The first claim asserts that a strong logocentric bias for interpreting eighteenth-century French art was established in its own time by the Académie royale de peinture et de sculpture as it wrestled painting from the mechanical into the liberal arts. I argue that this move from studio to Salon (or, more broadly, spaces of production to spaces of reception) was crucial not only in obscuring the realities of artistic practice but also in producing a rich body of art theory and criticism that modern art historians have found difficult to escape. This tendency of the historical record itself was amplified by the coincidence of a pivotal scholarly reappraisal of eighteenth-century French visual culture at the moment of art history’s linguistic turn in the 1980s and 1990s.

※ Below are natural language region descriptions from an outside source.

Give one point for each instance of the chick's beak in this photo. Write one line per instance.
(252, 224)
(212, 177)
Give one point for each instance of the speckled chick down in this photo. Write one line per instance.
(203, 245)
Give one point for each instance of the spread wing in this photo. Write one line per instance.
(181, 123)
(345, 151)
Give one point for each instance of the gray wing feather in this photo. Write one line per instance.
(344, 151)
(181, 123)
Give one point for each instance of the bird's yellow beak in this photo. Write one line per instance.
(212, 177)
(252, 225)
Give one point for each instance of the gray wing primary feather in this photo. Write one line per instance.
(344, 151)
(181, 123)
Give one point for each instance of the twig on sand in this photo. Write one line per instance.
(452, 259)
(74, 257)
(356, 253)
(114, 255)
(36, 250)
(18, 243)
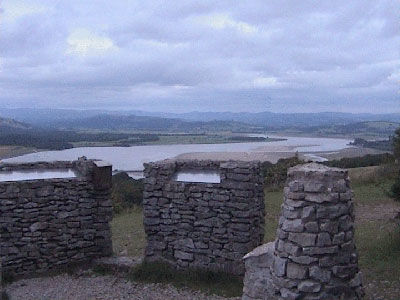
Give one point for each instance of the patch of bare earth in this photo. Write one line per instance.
(95, 287)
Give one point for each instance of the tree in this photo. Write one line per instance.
(396, 151)
(396, 144)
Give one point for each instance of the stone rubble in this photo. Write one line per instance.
(203, 225)
(48, 223)
(314, 255)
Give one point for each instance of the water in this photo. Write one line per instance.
(198, 176)
(36, 174)
(132, 158)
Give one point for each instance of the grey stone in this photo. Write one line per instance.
(309, 286)
(324, 239)
(296, 271)
(279, 266)
(293, 225)
(319, 274)
(303, 239)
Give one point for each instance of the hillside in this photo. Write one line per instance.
(10, 125)
(49, 117)
(143, 123)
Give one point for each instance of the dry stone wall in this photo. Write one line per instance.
(48, 223)
(314, 255)
(203, 225)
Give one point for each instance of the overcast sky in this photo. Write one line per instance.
(281, 56)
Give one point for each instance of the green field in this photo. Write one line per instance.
(377, 235)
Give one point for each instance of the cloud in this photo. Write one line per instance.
(84, 42)
(201, 55)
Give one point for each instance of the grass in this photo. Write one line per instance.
(128, 233)
(208, 282)
(4, 296)
(377, 239)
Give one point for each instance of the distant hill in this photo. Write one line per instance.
(49, 117)
(10, 125)
(285, 120)
(143, 123)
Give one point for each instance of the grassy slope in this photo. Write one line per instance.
(377, 235)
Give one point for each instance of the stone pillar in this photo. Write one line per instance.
(315, 255)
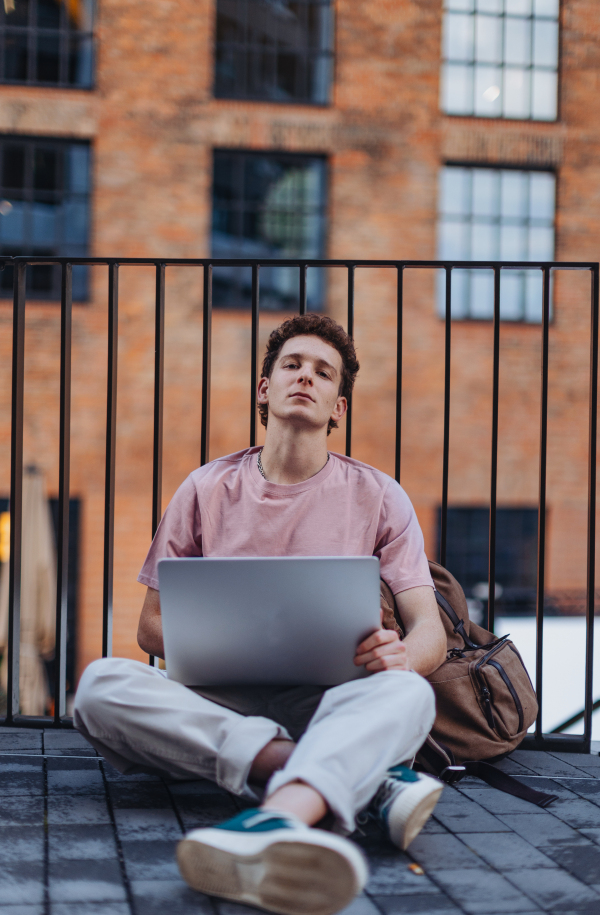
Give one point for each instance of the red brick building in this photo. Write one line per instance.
(350, 113)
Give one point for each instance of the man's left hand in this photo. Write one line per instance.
(382, 650)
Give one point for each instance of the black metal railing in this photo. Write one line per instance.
(573, 743)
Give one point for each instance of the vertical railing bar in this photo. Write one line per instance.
(16, 494)
(206, 360)
(350, 331)
(446, 443)
(302, 290)
(64, 474)
(159, 371)
(591, 531)
(494, 455)
(399, 344)
(254, 354)
(541, 558)
(109, 476)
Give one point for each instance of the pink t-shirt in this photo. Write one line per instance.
(226, 508)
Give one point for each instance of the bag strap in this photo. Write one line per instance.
(459, 626)
(498, 779)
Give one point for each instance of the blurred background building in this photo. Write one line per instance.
(307, 128)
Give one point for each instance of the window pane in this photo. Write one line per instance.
(544, 95)
(458, 37)
(486, 192)
(455, 191)
(482, 294)
(541, 243)
(515, 188)
(488, 39)
(516, 93)
(545, 7)
(48, 59)
(453, 240)
(513, 243)
(517, 41)
(488, 95)
(545, 43)
(16, 56)
(457, 89)
(511, 295)
(541, 196)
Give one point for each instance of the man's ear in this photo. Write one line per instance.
(262, 393)
(341, 405)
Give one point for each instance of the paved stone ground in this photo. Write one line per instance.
(78, 838)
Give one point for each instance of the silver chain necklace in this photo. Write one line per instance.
(261, 471)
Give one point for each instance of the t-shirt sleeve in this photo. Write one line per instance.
(178, 534)
(400, 545)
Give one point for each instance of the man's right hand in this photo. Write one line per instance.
(150, 626)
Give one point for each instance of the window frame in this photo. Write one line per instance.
(502, 66)
(32, 31)
(31, 140)
(330, 54)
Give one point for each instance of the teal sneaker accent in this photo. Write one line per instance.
(403, 773)
(256, 820)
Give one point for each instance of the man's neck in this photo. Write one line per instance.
(292, 456)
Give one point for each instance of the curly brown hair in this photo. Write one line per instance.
(314, 326)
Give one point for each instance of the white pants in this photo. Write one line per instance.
(134, 716)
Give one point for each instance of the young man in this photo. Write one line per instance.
(305, 754)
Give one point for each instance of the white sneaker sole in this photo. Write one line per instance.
(290, 874)
(412, 809)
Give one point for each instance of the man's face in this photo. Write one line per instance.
(304, 384)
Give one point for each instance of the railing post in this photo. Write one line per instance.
(591, 521)
(541, 561)
(494, 455)
(16, 494)
(62, 578)
(206, 357)
(446, 443)
(111, 439)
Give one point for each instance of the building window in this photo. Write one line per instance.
(500, 58)
(268, 205)
(44, 210)
(274, 50)
(495, 214)
(47, 42)
(467, 556)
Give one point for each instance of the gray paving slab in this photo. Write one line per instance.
(505, 851)
(581, 861)
(480, 892)
(150, 860)
(543, 829)
(86, 881)
(63, 809)
(155, 897)
(415, 904)
(555, 890)
(22, 883)
(441, 851)
(84, 842)
(146, 825)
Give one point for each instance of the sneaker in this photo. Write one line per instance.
(404, 803)
(274, 861)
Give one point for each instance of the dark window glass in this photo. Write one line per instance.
(275, 50)
(44, 210)
(47, 42)
(467, 555)
(267, 205)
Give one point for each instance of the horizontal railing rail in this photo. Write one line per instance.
(573, 743)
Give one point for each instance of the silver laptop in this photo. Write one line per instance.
(269, 620)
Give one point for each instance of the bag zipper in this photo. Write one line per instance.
(485, 693)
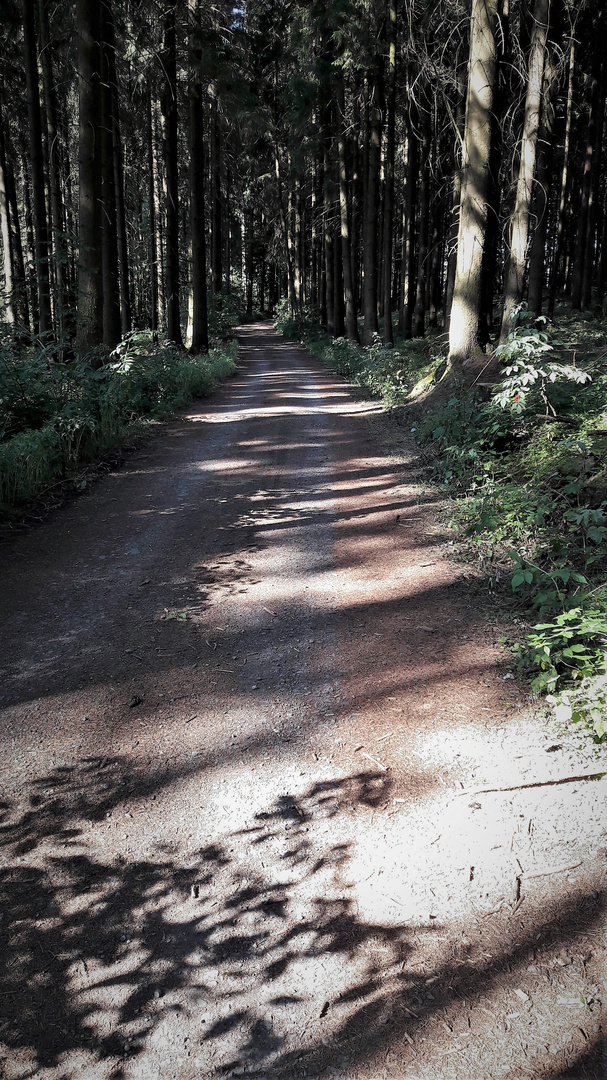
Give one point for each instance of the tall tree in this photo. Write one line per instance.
(520, 226)
(198, 224)
(171, 170)
(90, 327)
(37, 164)
(466, 308)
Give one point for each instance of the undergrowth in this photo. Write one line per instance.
(525, 469)
(57, 413)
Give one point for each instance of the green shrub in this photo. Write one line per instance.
(56, 415)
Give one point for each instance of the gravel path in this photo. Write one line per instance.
(269, 808)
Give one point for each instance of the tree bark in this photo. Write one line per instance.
(151, 216)
(456, 197)
(423, 228)
(171, 171)
(372, 200)
(125, 313)
(591, 240)
(409, 213)
(482, 65)
(198, 224)
(389, 173)
(37, 162)
(57, 216)
(110, 272)
(540, 202)
(217, 220)
(590, 164)
(564, 184)
(90, 324)
(351, 324)
(520, 227)
(8, 259)
(21, 302)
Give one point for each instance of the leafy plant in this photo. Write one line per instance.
(569, 647)
(584, 704)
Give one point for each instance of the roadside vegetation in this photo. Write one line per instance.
(524, 461)
(61, 409)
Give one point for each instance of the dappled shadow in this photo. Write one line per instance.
(248, 949)
(253, 946)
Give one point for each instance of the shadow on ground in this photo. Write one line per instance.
(99, 955)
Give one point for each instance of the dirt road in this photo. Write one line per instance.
(252, 731)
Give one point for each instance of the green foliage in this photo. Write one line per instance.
(381, 370)
(585, 703)
(569, 647)
(523, 470)
(56, 414)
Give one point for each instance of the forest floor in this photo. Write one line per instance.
(270, 808)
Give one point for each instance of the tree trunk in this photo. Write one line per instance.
(520, 228)
(453, 227)
(217, 221)
(198, 224)
(564, 184)
(372, 200)
(327, 210)
(423, 229)
(171, 171)
(591, 244)
(5, 231)
(125, 313)
(37, 162)
(351, 324)
(339, 313)
(409, 213)
(109, 240)
(152, 198)
(90, 324)
(540, 203)
(389, 173)
(21, 304)
(590, 165)
(57, 217)
(482, 65)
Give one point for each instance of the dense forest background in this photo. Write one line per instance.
(416, 188)
(395, 165)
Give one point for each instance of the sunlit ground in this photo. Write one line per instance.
(310, 847)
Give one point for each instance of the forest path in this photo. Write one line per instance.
(244, 696)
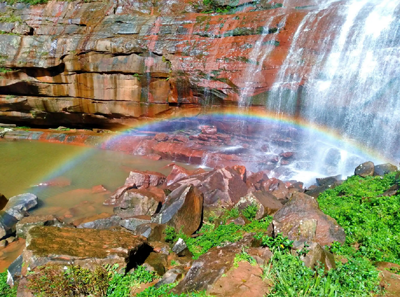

The second claim stems from the first and ultimately structures this study. I contend that the categorization of painting as an autonomous object of aesthetic contemplation devoted to historical narrative encouraged by contemporary academicians and Salon critics placed inappropriate demands on many works produced in this period. Rather than distinguish and elevate painting from a range of material culture because of its medium or depicted subject, I argue for a realignment between fine and decorative arts by thinking through a mode of production that draws forth an overlap between them, namely, the “cut-and-paste” maneuver of my project’s title. The term découpage encapsulates this operation literally, but I employ “cut and paste” to describe a modality in which the visual world is comprehensible and employable as an array of discrete motifs that, once selected, could be used and reused in the manner of a pattern book, a collection of “mobile images.” This was a system inculcated at the earliest stage of learning to draw in eighteenth-century France, where copying two-dimensional motifs was the foundation of art education no matter the medium of a student’s future specialty, from oil on canvas to porcelain, textiles, wood, or metalworking. For painters this practice was reinforced on the mechanical side of their profession by phenomena typically left out of art-historical accounts, including studio production, designs for the print market, and arabesque decoration. Academicians did not operate unfailingly through a cut-and-paste approach but had recourse to this modality, particularly when pursuing the period’s most remunerative commissions that touched on the realm of decoration: tapestry designs, boiseries, overdoors, and overmantels. Although prioritizing a motif’s mobility was well suited to such works, it was far less conducive to depicting complex narrative subjects and left a large portion of artistic production open to derision at the level of art theory and, ultimately, art history. Later attempts to refit these works as autonomous objects—either conceptually through text or literally through cutting down or building out canvases to fit rectilinear frames—has further reinforced the perception that some of the key painters of eighteenth-century France were in fact interlopers in the world of fine art.